One of my earliest church-related memories is wandering through the sacredly silent, mysterious yet majestic spaces of the Cathedral of St. Paul in St. Paul, Minnesota, where I grew up. (They don’t make churches like that anymore. Sigh.) What I remember most impressing my 9-year-old brain was the curving hallway behind the sanctuary called the Shrines of the Nations.
Along this walkway are six mini chapels/shrines that honor the national patron saints of many of the immigrants who settled Minnesota: Saint Anthony of Padua (Italy), John the Baptist (France and Canada), Saint Patrick (Ireland), Saint Boniface (Germany), Saints Cyril and Methodius (Slavic Nations), and Saint Therese (protector of all missions). Each shrine holds a (large) statue of the patron saint, an altar, stained glass windows depicting other saints of the same country, and marble imported from their respective country. It is a beautiful, moving place to spend time, which oftentimes there seems suspended.
Coming from a robust German family, I was always fascinated in particular with the statue of St. Boniface. Maybe fascinated isn’t the right word. Thinking back, I’m pretty sure I was a little intimidated by the stern-looking, bearded figure with the pointy hat and big stick. Though similar in stature and garb, he just didn’t look like as much fun as St. Patrick down the hall. I thought his name was kinda cool back then too. Boniface. Never heard that one before. Then again, my maiden name, Manteufel, wasn’t exactly vying for a lot of phone directory space. Maybe I sensed a connection.

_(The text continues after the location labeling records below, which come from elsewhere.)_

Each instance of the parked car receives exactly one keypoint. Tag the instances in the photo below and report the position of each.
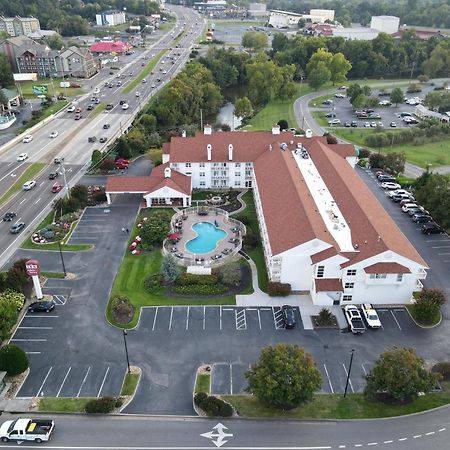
(370, 315)
(29, 185)
(431, 228)
(43, 305)
(57, 187)
(17, 228)
(288, 314)
(354, 319)
(9, 216)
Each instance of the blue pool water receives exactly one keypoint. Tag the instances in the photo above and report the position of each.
(207, 238)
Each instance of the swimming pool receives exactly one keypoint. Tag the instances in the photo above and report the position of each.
(207, 238)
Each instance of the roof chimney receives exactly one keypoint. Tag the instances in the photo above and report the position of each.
(230, 152)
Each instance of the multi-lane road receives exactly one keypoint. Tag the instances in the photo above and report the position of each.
(72, 140)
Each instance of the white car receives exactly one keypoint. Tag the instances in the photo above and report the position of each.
(370, 315)
(390, 185)
(29, 185)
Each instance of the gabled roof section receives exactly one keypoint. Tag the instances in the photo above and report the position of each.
(384, 267)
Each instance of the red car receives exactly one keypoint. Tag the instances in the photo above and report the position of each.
(56, 188)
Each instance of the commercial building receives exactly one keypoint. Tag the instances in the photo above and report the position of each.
(322, 230)
(19, 26)
(110, 18)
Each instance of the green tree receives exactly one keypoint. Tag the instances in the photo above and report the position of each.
(230, 273)
(169, 268)
(243, 107)
(255, 41)
(400, 374)
(155, 230)
(339, 67)
(396, 96)
(13, 360)
(284, 377)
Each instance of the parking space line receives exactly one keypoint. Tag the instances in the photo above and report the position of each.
(154, 319)
(395, 318)
(170, 320)
(65, 378)
(349, 380)
(328, 376)
(45, 379)
(103, 382)
(84, 379)
(231, 379)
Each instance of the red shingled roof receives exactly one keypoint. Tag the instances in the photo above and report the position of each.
(384, 267)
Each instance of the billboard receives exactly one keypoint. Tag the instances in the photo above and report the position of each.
(40, 90)
(25, 76)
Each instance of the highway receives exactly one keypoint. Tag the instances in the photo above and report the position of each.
(72, 140)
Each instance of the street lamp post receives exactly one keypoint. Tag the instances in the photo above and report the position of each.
(349, 370)
(126, 348)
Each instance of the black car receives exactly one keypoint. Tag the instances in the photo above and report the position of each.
(43, 305)
(288, 316)
(9, 216)
(17, 228)
(421, 218)
(431, 228)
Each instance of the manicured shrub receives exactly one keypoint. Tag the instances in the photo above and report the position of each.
(276, 289)
(13, 360)
(101, 405)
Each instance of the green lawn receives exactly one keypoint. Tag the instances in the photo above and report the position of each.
(53, 89)
(434, 153)
(129, 384)
(29, 174)
(63, 404)
(276, 110)
(257, 253)
(335, 406)
(203, 383)
(144, 72)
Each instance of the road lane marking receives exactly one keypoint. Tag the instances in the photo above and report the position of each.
(45, 379)
(84, 379)
(103, 382)
(65, 378)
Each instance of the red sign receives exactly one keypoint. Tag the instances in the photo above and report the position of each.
(33, 268)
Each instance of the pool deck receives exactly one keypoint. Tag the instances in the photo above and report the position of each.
(187, 233)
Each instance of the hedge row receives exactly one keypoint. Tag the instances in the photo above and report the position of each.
(213, 406)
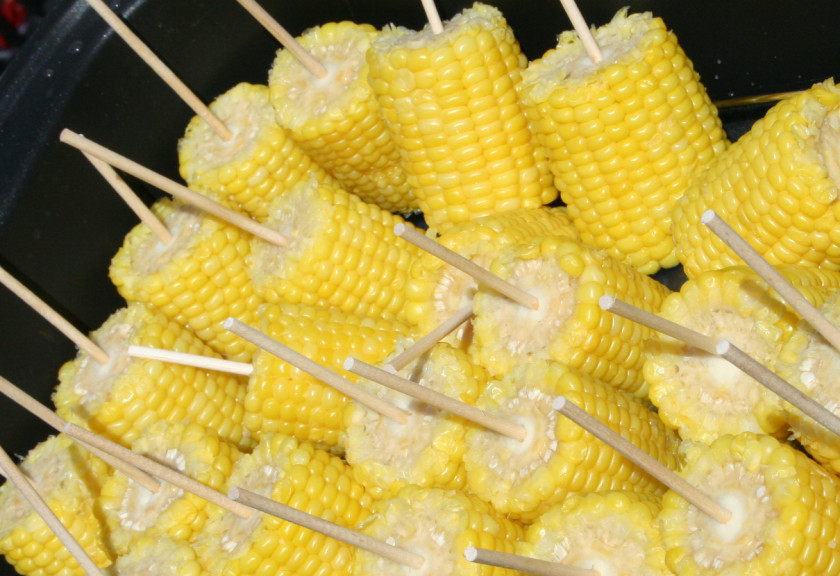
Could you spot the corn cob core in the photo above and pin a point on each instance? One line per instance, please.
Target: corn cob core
(258, 164)
(786, 512)
(558, 458)
(428, 450)
(450, 100)
(336, 119)
(437, 524)
(625, 137)
(342, 253)
(568, 278)
(615, 533)
(776, 186)
(68, 478)
(199, 280)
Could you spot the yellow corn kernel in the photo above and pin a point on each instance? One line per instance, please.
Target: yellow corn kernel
(558, 458)
(199, 280)
(121, 398)
(336, 119)
(785, 512)
(625, 137)
(568, 278)
(450, 100)
(776, 186)
(258, 164)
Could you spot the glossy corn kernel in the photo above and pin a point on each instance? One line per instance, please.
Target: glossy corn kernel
(568, 278)
(199, 280)
(450, 100)
(558, 458)
(785, 512)
(121, 398)
(337, 119)
(776, 187)
(428, 450)
(342, 253)
(625, 137)
(258, 164)
(439, 525)
(68, 480)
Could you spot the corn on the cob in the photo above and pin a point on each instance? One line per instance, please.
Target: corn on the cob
(450, 100)
(258, 164)
(776, 187)
(120, 399)
(68, 479)
(558, 458)
(199, 280)
(301, 476)
(342, 253)
(568, 278)
(785, 512)
(428, 450)
(132, 512)
(437, 524)
(612, 532)
(336, 119)
(625, 137)
(437, 290)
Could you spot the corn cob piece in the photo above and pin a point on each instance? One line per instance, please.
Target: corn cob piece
(68, 479)
(132, 512)
(258, 164)
(342, 253)
(450, 100)
(199, 280)
(437, 290)
(612, 532)
(336, 119)
(786, 512)
(301, 476)
(438, 524)
(776, 187)
(558, 458)
(426, 452)
(625, 137)
(120, 399)
(570, 327)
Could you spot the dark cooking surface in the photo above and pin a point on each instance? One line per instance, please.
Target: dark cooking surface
(60, 223)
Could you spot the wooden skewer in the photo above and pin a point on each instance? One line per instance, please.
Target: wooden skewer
(340, 533)
(772, 276)
(170, 186)
(161, 69)
(524, 564)
(643, 460)
(131, 199)
(287, 40)
(436, 399)
(21, 482)
(480, 274)
(323, 374)
(54, 318)
(425, 343)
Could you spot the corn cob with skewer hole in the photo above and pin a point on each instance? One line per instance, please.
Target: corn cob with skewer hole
(558, 458)
(786, 512)
(336, 119)
(426, 452)
(776, 187)
(260, 162)
(568, 278)
(68, 478)
(625, 137)
(199, 280)
(450, 100)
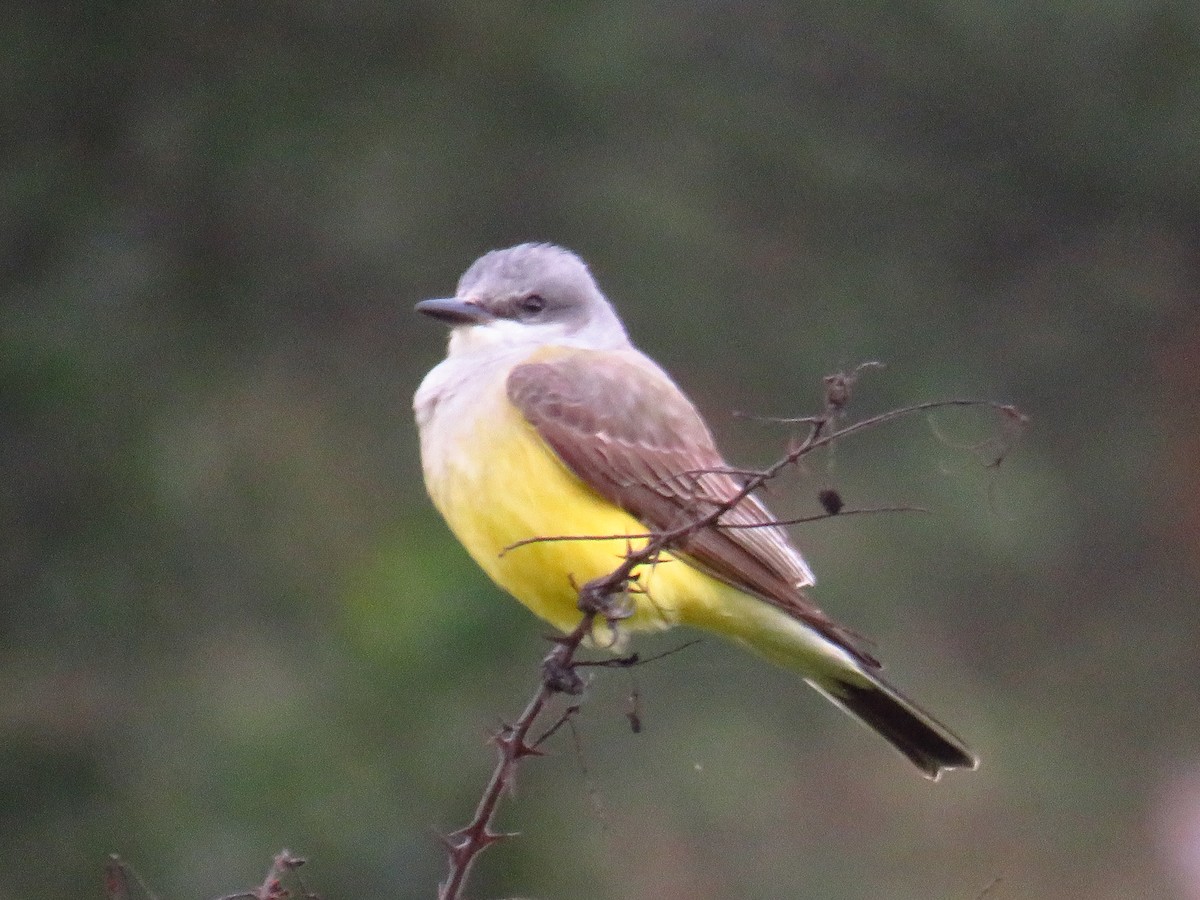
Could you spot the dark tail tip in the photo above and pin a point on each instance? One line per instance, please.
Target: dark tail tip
(930, 745)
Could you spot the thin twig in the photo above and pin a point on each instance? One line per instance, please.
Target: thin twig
(607, 598)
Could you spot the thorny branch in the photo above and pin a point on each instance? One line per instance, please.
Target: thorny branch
(607, 598)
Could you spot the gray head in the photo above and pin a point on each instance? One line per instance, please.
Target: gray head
(528, 294)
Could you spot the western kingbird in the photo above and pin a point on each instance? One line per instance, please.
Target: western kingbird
(545, 421)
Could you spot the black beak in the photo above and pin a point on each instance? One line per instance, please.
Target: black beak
(455, 311)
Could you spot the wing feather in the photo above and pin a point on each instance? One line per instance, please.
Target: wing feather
(624, 429)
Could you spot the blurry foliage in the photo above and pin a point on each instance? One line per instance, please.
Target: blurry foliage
(229, 619)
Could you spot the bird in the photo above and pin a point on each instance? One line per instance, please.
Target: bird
(544, 420)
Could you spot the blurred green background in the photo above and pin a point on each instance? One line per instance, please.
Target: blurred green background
(231, 619)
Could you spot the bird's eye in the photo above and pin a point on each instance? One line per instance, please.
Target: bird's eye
(532, 305)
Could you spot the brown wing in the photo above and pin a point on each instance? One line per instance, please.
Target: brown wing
(628, 432)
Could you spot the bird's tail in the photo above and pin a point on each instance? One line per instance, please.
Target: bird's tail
(928, 744)
(845, 678)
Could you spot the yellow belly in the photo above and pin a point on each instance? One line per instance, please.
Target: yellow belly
(496, 483)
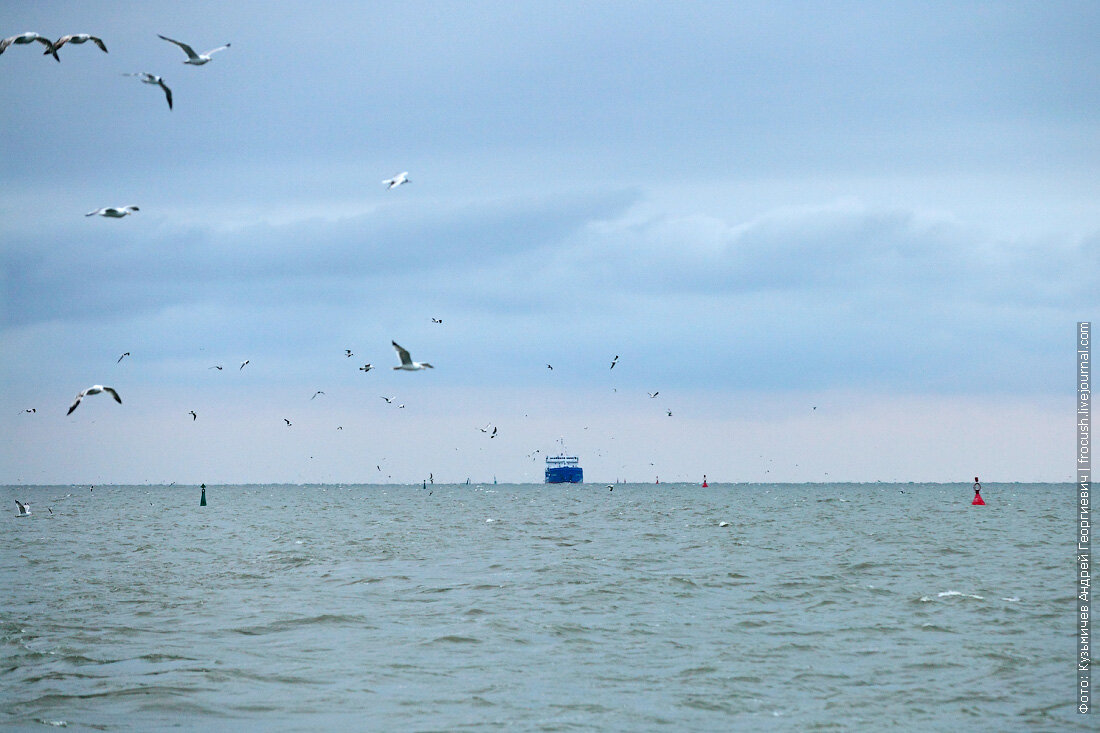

At any rate, today is this great saint’s feast day, and I hope many people visit his shrine today in St. Paul and throughout the world. Here’s a snapshot of his life:
Saint Boniface was an English Benedictine monk who propagated Christianity in the Frankish Empire during the 8th century. By the age of 30, he had become an ordained priest, and in 731 an archbishop. On his missions east of the Rhine River, he was unrelenting in his effort to convert pagans to the faith.
A famous story is told of Boniface and the Donar Oak (also known as Thor’s Oak). This particular oak tree was highly venerated by the pagan Germanic people. In an effort to convert them to Christianity, Boniface struck the tree with an axe, after which a great gust of wind blew and knocked the oak completely down. When Boniface was not immediately struck by lightning for his blasphemous action, the pagan people became convinced of Christianity’s truth and converted. Boniface later built a chapel dedicated to Saint Peter from the tree’s wood at the site where today stands the Cathedral of Fritzlar.
In 754 he returned to evangelize in Frisia (an area in northwestern Germany today), where he and 53 companions were massacred while he was preparing converts for Confirmation. Boniface is the patron saint of Germany.
In order to restore the Germanic Church to its fidelity to Rome and to convert the pagans, he had been guided by two principles. The first was to restore the obedience of the clergy to their bishops in union with the pope of Rome. The second was the establishment of many houses of prayer which took the form of Benedictine monasteries. A great number of Anglo-Saxon monks and nuns followed him to the continent. He introduced Benedictine nuns to the active apostolate of education. (From Saint of the Day: Lives, Lessons and Feasts by Leonard Foley, O.F.M.)